I’m trying to do a label transfer using SCANVI using the following script:

import scanpy as sc
import scvi # scvi==1.0.4
from scvi.model import SCVI
from scvi.model import SCANVI
import rapids_singlecell as rsc

pancreas_full = sc.read_h5ad('./data/t2d/pancreas_full_v2.h5ad')

rmask = pancreas_full.obs['batch']=='reference'
rdata = pancreas_full[rmask].copy()
qdata = pancreas_full[~rmask].copy()

rdata.obs['cell_type_scanvi'] = rdata.obs["cell_type"].values

scvi.model.SCVI.setup_anndata(rdata, layer="counts", batch_key="batch")

scvi_ref = scvi.model.SCVI(rdata, n_layers=2, n_latent=30, gene_likelihood="nb")
scvi_ref.train(
         max_epochs=1000, 
         check_val_every_n_epoch=10
     )

 scanvi_ref = scvi.model.SCANVI.from_scvi_model(scvi_ref,
                                                labels_key='cell_type_scanvi',
                                                unlabeled_category="Unknown")
 scanvi_ref.train(
         max_epochs=1000, 
         check_val_every_n_epoch=10
 )

scvi.model.SCANVI.prepare_query_anndata(qdata, scanvi_ref)

scanvi_query = scvi.model.SCANVI.load_query_data(qdata, scanvi_ref)

scanvi_query.train(
    max_epochs=1000,
    plan_kwargs={"weight_decay": 0.0},
    check_val_every_n_epoch=10,
)

but during the training of scanvi_query, on first epoch, latent space get’s full nan matrix and stops.

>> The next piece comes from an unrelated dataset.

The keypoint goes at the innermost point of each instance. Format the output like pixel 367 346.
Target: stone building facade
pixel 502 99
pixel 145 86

I should mention that a colleague at TheisLab has also reported this behaviour and we think we should avoid training scvi for too many epochs.

TBH, the tutorial of scanvi sounds a bit ambiguous for me. it’s not clear enough to me that why we need scanvi_ref and scanvi_query as two distinct models. I mean my expected script based on the methodology of scanvi would be that:

  • we don’t need scanvi_ref
  • get scanvi_qurery by running scanvi_query = scvi.model.SCANVI.load_query_data(qdata, scvi_ref)
  • scanvi_query.train() and then:
  • qdata.obs[SCANVI_PREDICTIONS_KEY] = scanvi_query.predict()

p.s. I tried adding inplace_subset_query_vars=True but ran out of memory

Thanks for your help in advance

Hi,

  1. Why not working with most recent version of scvi? many things have changed since, and it will be not so easy to tackle your issue, if it relates to that version alone.

  2. Having said that, seems your process is ok.
    But getting a fail on the first epoch usually means something is wrong in setup of data or data quality itself. see Frequently asked questions — scvi-tools
    given you haven’t selected your highly variables genes before training, you how big is you data? can it be related to memory issues? how did you make layer “counts” ?
    note that in the tutorial we train scvi for scArches with additional parameters which tend to work well with scArches (although its not mandatory):

scvi_ref = scvi.model.SCVI(rdata, n_layers=2, n_latent=30, gene_likelihood="nb",
                           use_layer_norm="both",
                           use_batch_norm="none",
                           encode_covariates=True,
                           dropout_rate=0.2,
                           )

in the same manner you can set n_samples_per_label=100 in the scanvi_ref train.

you can definitely train scanvi_ref/query for just a several epochs

  1. You cant load query data from model SCANVI while the ref model is SCVI.
    Plus, think you need to use the ref model of scanvi to predict cell types of a new unseen dataset (ignore its a tutorial where we split the same data in 2 parts). scvi ref cant perform prediction you need additional layer for this.